軽自動車なら車検も安いと思っていたのに、見積もりを見て「えっ、こんなに高いの?」と驚いた経験はありませんか?実は車検費用って、同じ軽自動車でも業者によって3万円以上も差が出ることがあるんです。しかも2025年4月から車検制度が変わって、2ヶ月前から受けられるようになったこと、ご存知でしたか?
この記事では、2026年1月の最新情報をもとに、軽自動車の車検費用の内訳から、誰も教えてくれない節約テクニックまで、プロの視点で徹底的に解説します。知らないと損する情報が満載ですので、ぜひ最後までお読みください。
- 軽自動車の車検費用は法定費用と基本料、整備費用の3つで構成され、総額4.5万円から10万円超までと業者や車の状態で大きく変動すること
- 2025年4月からの制度改正で満了日の2ヶ月前から受検可能になり、混雑回避と計画的な車検受検が実現できること
- 2026年8月からロービーム検査が完全移行するため、約4割の車両でヘッドライト調整や交換が必要になる可能性があること
軽自動車の車検費用って実際いくらかかるの?

車について疑問を持っている人のイメージ
軽自動車の車検費用の総額相場は、約4.5万円から10万円程度となっています。ただしこれはあくまで目安であり、車の状態や年式、依頼する業者によって大きく変動するのが実情です。
新車購入後3年目の初回車検であれば、比較的少ない整備で済むため4.5万円から7万円程度で収まることが多いでしょう。一方で、走行距離が長い車や7年以上経過した車両の場合、部品交換が増えるため10万円を超えるケースも珍しくありません。
普通車と比較すると、軽自動車の車検費用は確実に安く抑えられます。その最大の理由は自動車重量税の差にあります。普通車の場合は車両重量に応じて重量税が8,200円から5万円近くまで変動しますが、軽自動車は車重に関係なく一律6,600円です。
ちなみに「維持費が安い」というイメージから軽自動車を選んだ方も多いはずですが、実は車検費用だけでなく、自動車税も年間1万800円と普通車の約3分の1程度に抑えられているのです。
車検費用の内訳を徹底解説!
車検費用を正しく理解するには、その内訳を知ることが不可欠です。車検費用は大きく分けて法定費用、車検基本料、整備費用の3つで構成されています。
法定費用はどこで受けても同じ金額
法定費用とは、国や保険会社に支払う費用であり、どの業者に依頼しても金額は変わりません。2026年1月時点での軽自動車の法定費用は、合計で約2.6万円から2.8万円程度となっています。

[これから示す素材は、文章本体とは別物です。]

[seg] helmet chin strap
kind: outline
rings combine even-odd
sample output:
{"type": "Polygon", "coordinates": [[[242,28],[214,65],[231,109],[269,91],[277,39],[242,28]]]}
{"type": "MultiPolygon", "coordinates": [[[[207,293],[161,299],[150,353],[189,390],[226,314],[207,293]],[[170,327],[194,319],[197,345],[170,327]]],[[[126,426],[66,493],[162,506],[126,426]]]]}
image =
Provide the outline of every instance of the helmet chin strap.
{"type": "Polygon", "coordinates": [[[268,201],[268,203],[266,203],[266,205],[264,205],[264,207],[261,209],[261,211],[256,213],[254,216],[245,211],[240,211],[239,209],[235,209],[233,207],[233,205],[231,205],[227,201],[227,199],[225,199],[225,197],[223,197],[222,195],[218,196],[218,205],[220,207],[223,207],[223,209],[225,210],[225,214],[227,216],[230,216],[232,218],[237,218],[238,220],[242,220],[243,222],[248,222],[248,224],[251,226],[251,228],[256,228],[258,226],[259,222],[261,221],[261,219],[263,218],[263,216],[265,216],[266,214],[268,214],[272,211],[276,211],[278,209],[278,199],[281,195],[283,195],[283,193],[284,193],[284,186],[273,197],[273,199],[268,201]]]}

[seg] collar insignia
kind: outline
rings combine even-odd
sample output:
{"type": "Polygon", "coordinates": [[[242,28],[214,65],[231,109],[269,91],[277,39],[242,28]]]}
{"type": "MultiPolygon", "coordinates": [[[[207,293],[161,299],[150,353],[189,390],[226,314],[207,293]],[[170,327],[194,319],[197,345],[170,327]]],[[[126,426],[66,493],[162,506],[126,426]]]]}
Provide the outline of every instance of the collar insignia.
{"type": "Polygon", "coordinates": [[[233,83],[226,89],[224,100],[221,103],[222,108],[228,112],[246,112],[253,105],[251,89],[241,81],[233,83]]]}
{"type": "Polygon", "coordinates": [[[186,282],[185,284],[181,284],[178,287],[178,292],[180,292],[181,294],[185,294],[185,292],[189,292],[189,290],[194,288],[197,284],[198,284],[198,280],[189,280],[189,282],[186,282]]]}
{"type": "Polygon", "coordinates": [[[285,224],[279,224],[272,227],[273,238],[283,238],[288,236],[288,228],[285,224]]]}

自動車重量税は、新車登録から13年未満の軽自動車であれば一律6,600円です。ただし注意すべきは、13年経過すると8,200円に、18年経過すると8,800円に増税される点です。これは環境負荷の観点から古い車に対して課される重課であり、長年愛車に乗り続けている方は要チェックです。
自賠責保険料は24ヶ月分で17,540円となっています。この保険は強制保険とも呼ばれ、すべての車が加入しなければなりません。特に車検満了日の約2週間前に車検を受ける場合は、25ヶ月分の保険に加入することで、車検証交付までの間に無保険状態になるリスクを避けられます。
検査手数料は印紙代とも呼ばれ、指定工場での車検であれば1,800円です。オンラインで申請するOSS申請を利用すれば1,600円に抑えられます。認定工場の場合は2,200円となるため、指定工場を選ぶことで数百円の節約が可能です。
車検基本料は業者によって大きく異なる
車検基本料は、車検を依頼する業者に支払う費用で、24ヶ月定期点検料や整備技術料、検査代行手数料などが含まれます。この費用は業者が自由に設定できるため、同じ軽自動車でも業者によって3万円以上の差が出ることがあります。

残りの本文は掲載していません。